So which method was used first by plants?
I would have guessed that it would be wind, since it seems to me that all plants experience wind at some time or another. Although if I allow myself to think a little more thoroughly about it, all plants certainly experience gravity as well, and it is highly likely that all plants experience animals, too, if only in the form of insects.
At any rate, the question of seed dispersal was addressed by British botanist E.J.H. Corner, who in 1949 published The Durian Theory, or the Origin of the Modern Tree. His theory was that endozoochory arose before any other method of seed dispersal, and that primitive ancestors of Durio species were the earliest practitioners of that dispersal method, in particular the red durian exemplifying the primitive fruit of flowering plants (wikipedia).

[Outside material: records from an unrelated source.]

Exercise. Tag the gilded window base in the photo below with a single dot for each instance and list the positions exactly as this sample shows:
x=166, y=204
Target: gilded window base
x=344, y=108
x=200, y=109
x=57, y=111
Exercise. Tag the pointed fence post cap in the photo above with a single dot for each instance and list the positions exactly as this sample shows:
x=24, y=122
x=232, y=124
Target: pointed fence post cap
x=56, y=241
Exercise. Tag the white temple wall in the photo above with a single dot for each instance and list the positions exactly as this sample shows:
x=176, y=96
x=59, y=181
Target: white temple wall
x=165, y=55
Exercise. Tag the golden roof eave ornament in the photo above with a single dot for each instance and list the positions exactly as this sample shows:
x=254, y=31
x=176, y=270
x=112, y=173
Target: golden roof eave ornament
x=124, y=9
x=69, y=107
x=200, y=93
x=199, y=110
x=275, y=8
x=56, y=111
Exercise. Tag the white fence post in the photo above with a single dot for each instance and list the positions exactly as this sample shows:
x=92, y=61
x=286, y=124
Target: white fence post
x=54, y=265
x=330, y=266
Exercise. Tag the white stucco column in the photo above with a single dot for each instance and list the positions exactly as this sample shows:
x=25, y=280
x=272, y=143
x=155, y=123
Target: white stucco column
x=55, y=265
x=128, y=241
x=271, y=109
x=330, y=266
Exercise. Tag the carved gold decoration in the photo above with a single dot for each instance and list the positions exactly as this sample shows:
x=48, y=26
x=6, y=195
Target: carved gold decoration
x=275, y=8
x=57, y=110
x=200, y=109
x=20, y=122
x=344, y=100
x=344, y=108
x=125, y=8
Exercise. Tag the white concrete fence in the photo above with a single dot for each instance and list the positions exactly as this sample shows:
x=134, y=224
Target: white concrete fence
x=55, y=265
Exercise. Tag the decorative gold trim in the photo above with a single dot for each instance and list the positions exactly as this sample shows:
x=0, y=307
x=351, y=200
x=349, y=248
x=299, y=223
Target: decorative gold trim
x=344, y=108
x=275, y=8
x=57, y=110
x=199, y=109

Now Corner was based in Singapore and naturally might concentrate on an Asian fruit. The Durian fruit is known there as the “King of Fruits” and is famous for its odor, which sounds absolutely obnoxious. See the wikipedia article on Durian fruit for some wicked descriptions – including this one by travel writer Richard Sterling:
… its odor is best described as pig-shit, turpentine and onions, garnished with a gym sock. It can be smelled from yards away.
However, Corner is kinder to the fruit. He says:
They then have a powerful and disgusting smell, of garlic and skatol, but the creamy aril is so delicious that the durian is the most popular and famous fruit of the East.
It is, however, banned on Singapore Public Transport!
What puzzles me, as a human animal, is why would I want to eat and therefore disperse a fruit as smelly as that? But Corner says:
In the season the smell of the fruits attracts the elephants which
congregate for first choice; then come the tigers, pigs, deer, tapir, rhinoceros,
monkeys, squirrels, and so on down to ants and beetles which scour the last
refuse.
So it obviously appeals to many animals! He goes on to say:
There is certainly more to be learnt about the significance of this factor as the ultimate appetizer, as there is with the chemical protection of the immature fruit. There must have been many more smells to attract the early elephants and tapirs and the short-sighted beasts; and it would seem that to them we owe the selection and survival of the durian.
Corner does have many botanical reasons for arguing that a durian-type fruit was the first to take advantage of seed dispersal by animals. Naturally, there are refutations of this idea, as exemplified by an article in 1974 by D. J. Mabberley, which requires a greater understanding of botanical terminology than I have.
Nevertheless, it’s a fine thought that the process of endozoochory first brought about wide dispersal of seeds and ultimately the evolution of the modern tree.